海を隔てて、目の前はもうベトナムです。広東省の端っこの地に、フランス人が建てた建築物があるなんて! ボロボロで見る影もないのですが、あきらかに周囲の街並みから浮き上がってます。黄色やクリーム色のフランスの建築は、素朴で重厚なドイツ建築と違って、コロニアルなムード満点です。広東省西部にある湛江は、フランス風の建物が数多く残っている大きな市です。どうして、湛江にフランス風の建築物が残っているかというと、ここは19世紀末から1945年までフランスの租借地だったからです。

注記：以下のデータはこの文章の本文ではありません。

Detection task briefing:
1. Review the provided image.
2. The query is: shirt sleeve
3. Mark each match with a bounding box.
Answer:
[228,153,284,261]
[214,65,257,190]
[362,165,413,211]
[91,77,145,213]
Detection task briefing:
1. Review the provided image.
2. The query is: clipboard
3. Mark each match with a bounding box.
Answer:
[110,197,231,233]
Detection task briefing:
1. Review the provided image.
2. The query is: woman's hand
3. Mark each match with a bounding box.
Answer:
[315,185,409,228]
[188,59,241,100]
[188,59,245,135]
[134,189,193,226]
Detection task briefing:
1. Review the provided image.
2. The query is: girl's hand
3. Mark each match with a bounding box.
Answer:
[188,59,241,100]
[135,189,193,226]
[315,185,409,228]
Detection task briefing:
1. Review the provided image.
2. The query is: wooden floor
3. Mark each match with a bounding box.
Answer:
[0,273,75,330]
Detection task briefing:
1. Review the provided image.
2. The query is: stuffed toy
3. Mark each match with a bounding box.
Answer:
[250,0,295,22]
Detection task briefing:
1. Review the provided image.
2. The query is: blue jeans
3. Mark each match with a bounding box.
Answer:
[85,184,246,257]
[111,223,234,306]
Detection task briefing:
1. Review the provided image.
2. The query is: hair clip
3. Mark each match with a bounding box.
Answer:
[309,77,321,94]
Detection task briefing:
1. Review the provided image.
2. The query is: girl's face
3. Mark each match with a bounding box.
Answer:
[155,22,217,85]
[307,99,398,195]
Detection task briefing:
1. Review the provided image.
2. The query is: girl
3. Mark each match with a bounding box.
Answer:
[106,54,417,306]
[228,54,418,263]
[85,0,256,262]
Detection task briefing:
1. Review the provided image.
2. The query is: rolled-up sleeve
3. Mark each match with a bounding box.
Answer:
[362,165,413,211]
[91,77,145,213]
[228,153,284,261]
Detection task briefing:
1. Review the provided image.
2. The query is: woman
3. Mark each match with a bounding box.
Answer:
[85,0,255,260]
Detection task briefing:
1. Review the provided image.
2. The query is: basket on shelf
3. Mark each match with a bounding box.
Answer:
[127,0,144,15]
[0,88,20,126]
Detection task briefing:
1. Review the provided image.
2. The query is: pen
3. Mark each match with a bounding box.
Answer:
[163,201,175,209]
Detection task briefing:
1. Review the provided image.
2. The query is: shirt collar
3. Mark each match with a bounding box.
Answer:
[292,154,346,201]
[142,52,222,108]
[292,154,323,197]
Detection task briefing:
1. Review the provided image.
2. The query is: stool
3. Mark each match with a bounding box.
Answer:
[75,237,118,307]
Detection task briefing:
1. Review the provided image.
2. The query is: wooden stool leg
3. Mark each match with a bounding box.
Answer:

100年の歴史があるフランスの建築 100年の歴史があるフランスの建築

コロニアル建築好きならたまらない

湛江は、中国の最南端の海南島に近い雷州半島にあります。雷州半島の西側に広がっているのはトンキン湾です。トンキン湾を超えると、そこはもうベトナムの首都、ハノイです。19世紀末、フランスはハノイから雲南省昆明まで、鉄道を敷きました。これが滇越鉄道です。そのせいか雲南省を含め、租借地があった広東省には、フランス風の建築物が残っています。湛江市は、このフランスの遺産を保存するつもりはないらしく、多くの建築は見る影もなく、朽ち果てています。明るい南国の太陽の下でその哀愁が漂う外観を見ると、いっそう物悲しい風情で、それがまたコロニアルな建築好きにはたまらないところです。

湛江の赤坎老街区に行ってみよう!

湛江市は南北に長く、その縦断には市内バスなら優に30分以上はかかります。観光のポイントになるのは、赤坎老街区と霞山老街区です。赤坎老街区の民主路、民権路、民生路、和平路にフランスが残した建物が集中しています。民主路105号の「広州湾商会跡地」は必見ですが、きれいに修復されすぎていて、風情はいまひとつです。フランスが残した建物の多くは、1階の壁や2階のバルコニーの部分の上部がアーチ型になっています。民主路付近は歩き回って、無名のフランスの建物探しをしたほうが、風情がある建物が見つかります。

湛江の霞山老街区もおすすめ!

霞山老街区は、赤坎老街区から南にバスで約30分ほど進んだところにあります。こちらは、フランス租界があった頃の政府機関がおかれていた場所です。延安路には、法国(フランス)公使館が残っています。ほかにも法国警察署や維多爾天主教堂が残っています。もともとは山吹色か黄色だった建物も、今では薄いクリーム色に変わり、周囲の風景に溶け込んでいます。東堤路には、1階と2階の上部の壁がアーチ型になっている民家が並んでいますが、100年を越えるだけにかなりひどい状態で、いつ壊されてもおかしくない雰囲気ですが、中国の近代史を見ている気分になれるところです。湛江は、コロニアルで、ちょっと寂し気な街並みが好きな人におすすめの場所です。